Heuristic:AnswerDotAI RAGatouille Auto Batch Size For Long Documents
| Knowledge Sources | |
|---|---|
| Domains | Optimization, Memory_Management, Information_Retrieval |
| Last Updated | 2026-02-12 12:00 GMT |
Overview
Automatic batch size reduction when encoding documents longer than 512 tokens to prevent out-of-memory errors.
Description
When encoding documents in-memory with `bsize="auto"`, RAGatouille automatically reduces the batch size for documents exceeding 512 tokens in `doc_maxlen`. The reduction formula halves the batch size for each doubling of document length beyond 512 tokens. Additionally, the auto max-token calculation uses the 90th percentile of document lengths (multiplied by 1.35 for tokenization expansion) rounded up to the nearest multiple of 32, clamped to a minimum of 256 tokens.
Usage
Use this heuristic when encoding long documents in memory and encountering OOM errors. Understanding the auto batch size behavior helps decide whether to set batch size manually or let the auto-tuning handle it.
The Insight (Rule of Thumb)
- Action: When using `bsize="auto"` (default), the system automatically adjusts:
- `doc_maxlen` <= 512 → `bsize=32`
- `doc_maxlen` ~1024 → `bsize=16`
- `doc_maxlen` ~2048 → `bsize=8`
- Formula: `bsize = max(1, 32 / (2^(round(log2(doc_maxlen))) / 512))`
- Max token auto-calculation:
- Takes the 90th percentile word count × 1.35 (tokenization factor)

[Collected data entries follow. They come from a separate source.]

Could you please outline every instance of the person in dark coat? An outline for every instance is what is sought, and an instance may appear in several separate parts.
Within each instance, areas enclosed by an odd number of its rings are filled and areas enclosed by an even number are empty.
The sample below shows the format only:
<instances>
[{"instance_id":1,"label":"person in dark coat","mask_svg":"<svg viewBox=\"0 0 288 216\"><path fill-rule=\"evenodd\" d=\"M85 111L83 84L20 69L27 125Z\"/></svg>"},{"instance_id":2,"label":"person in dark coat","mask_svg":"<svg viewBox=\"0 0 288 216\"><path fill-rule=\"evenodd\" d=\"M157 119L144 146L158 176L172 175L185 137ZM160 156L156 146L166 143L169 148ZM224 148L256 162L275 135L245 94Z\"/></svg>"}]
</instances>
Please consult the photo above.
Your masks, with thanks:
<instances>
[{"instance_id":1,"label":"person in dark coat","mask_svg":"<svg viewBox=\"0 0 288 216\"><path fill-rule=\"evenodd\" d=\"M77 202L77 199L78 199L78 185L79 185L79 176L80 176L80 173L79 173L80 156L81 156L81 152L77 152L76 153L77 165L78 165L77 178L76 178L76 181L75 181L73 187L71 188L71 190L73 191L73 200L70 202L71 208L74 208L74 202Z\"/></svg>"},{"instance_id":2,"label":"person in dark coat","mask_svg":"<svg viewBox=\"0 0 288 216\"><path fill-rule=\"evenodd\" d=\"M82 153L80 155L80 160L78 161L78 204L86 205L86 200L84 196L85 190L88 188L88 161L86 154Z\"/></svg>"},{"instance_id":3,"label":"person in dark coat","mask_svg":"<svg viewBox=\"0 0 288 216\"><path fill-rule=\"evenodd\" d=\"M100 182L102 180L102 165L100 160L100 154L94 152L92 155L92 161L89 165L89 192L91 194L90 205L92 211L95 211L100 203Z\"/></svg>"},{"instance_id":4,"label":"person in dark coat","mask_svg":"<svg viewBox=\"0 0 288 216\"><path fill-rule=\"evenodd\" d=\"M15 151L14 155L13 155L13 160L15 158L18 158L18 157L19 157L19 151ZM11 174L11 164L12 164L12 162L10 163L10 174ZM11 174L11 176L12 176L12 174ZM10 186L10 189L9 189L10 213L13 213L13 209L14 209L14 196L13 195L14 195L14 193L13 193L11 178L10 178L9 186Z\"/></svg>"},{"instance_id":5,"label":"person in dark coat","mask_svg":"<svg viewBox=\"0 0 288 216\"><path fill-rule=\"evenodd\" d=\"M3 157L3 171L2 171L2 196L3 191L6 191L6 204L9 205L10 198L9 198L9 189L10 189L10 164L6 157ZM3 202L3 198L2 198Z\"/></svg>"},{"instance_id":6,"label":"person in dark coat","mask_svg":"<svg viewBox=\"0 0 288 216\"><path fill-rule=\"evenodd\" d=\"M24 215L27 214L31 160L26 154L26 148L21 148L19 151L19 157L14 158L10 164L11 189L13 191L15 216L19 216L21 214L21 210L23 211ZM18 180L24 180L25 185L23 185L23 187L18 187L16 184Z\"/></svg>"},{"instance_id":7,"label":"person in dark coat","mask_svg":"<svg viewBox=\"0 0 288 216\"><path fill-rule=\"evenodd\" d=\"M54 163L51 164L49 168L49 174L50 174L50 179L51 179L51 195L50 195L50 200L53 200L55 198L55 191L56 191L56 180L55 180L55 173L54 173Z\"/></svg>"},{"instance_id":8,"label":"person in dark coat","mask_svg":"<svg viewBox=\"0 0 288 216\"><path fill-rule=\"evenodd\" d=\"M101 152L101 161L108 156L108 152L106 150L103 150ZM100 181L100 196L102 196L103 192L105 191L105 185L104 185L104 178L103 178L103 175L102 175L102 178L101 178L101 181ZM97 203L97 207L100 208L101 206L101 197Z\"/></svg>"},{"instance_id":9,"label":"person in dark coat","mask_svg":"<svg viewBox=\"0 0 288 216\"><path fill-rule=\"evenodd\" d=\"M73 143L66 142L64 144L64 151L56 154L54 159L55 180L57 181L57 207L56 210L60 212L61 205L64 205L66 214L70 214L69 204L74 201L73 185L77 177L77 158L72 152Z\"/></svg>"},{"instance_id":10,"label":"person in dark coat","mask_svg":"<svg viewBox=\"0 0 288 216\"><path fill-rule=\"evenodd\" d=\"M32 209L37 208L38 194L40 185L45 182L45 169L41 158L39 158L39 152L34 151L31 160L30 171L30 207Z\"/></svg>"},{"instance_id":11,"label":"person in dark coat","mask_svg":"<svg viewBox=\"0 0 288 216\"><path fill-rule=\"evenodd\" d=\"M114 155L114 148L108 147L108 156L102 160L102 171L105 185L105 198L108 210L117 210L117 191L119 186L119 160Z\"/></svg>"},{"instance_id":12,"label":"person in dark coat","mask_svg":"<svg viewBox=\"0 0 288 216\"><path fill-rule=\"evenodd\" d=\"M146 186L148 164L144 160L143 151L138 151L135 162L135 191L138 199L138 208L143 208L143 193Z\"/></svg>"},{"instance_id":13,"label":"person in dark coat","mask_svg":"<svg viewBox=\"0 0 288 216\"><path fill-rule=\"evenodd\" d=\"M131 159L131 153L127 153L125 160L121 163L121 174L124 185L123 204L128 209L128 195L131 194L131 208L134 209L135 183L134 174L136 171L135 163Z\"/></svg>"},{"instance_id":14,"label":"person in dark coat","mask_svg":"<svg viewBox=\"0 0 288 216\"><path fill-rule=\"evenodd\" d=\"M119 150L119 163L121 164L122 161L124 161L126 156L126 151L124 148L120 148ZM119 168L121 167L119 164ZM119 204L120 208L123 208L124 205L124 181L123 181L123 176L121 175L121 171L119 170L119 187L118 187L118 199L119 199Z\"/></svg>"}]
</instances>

- Rounds up to nearest multiple of 32
- Applies 1.1x safety margin
- Clamps between 256 and `base_model_max_tokens` (510)
- Trade-off: Smaller batch size = less GPU/CPU memory used but slower encoding. Larger batch size = faster but more memory.
Reasoning
Memory consumption for token-level encoding scales linearly with both batch size and sequence length. When documents are very long, the intermediate activation tensors during encoding grow proportionally. By halving the batch size for each doubling of sequence length, memory usage remains roughly constant regardless of document length.
Batch size auto-adjustment from `ragatouille/models/colbert.py:596-614`:
if bsize == "auto":
bsize = 32
if self.inference_ckpt.doc_tokenizer.doc_maxlen > 512:
bsize = max(
1,
int(
32
/ (
2
** round(
math.log(
self.inference_ckpt.doc_tokenizer.doc_maxlen, 2
)
)
/ 512
)
),
)
Max token calculation from `ragatouille/models/colbert.py:511-518`:
percentile_90 = np.percentile(
[len(x.split(" ")) for x in documents], 90
)
max_tokens = min(
math.floor((math.ceil((percentile_90 * 1.35) / 32) * 32) * 1.1),
self.base_model_max_tokens,
)
max_tokens = max(256, max_tokens)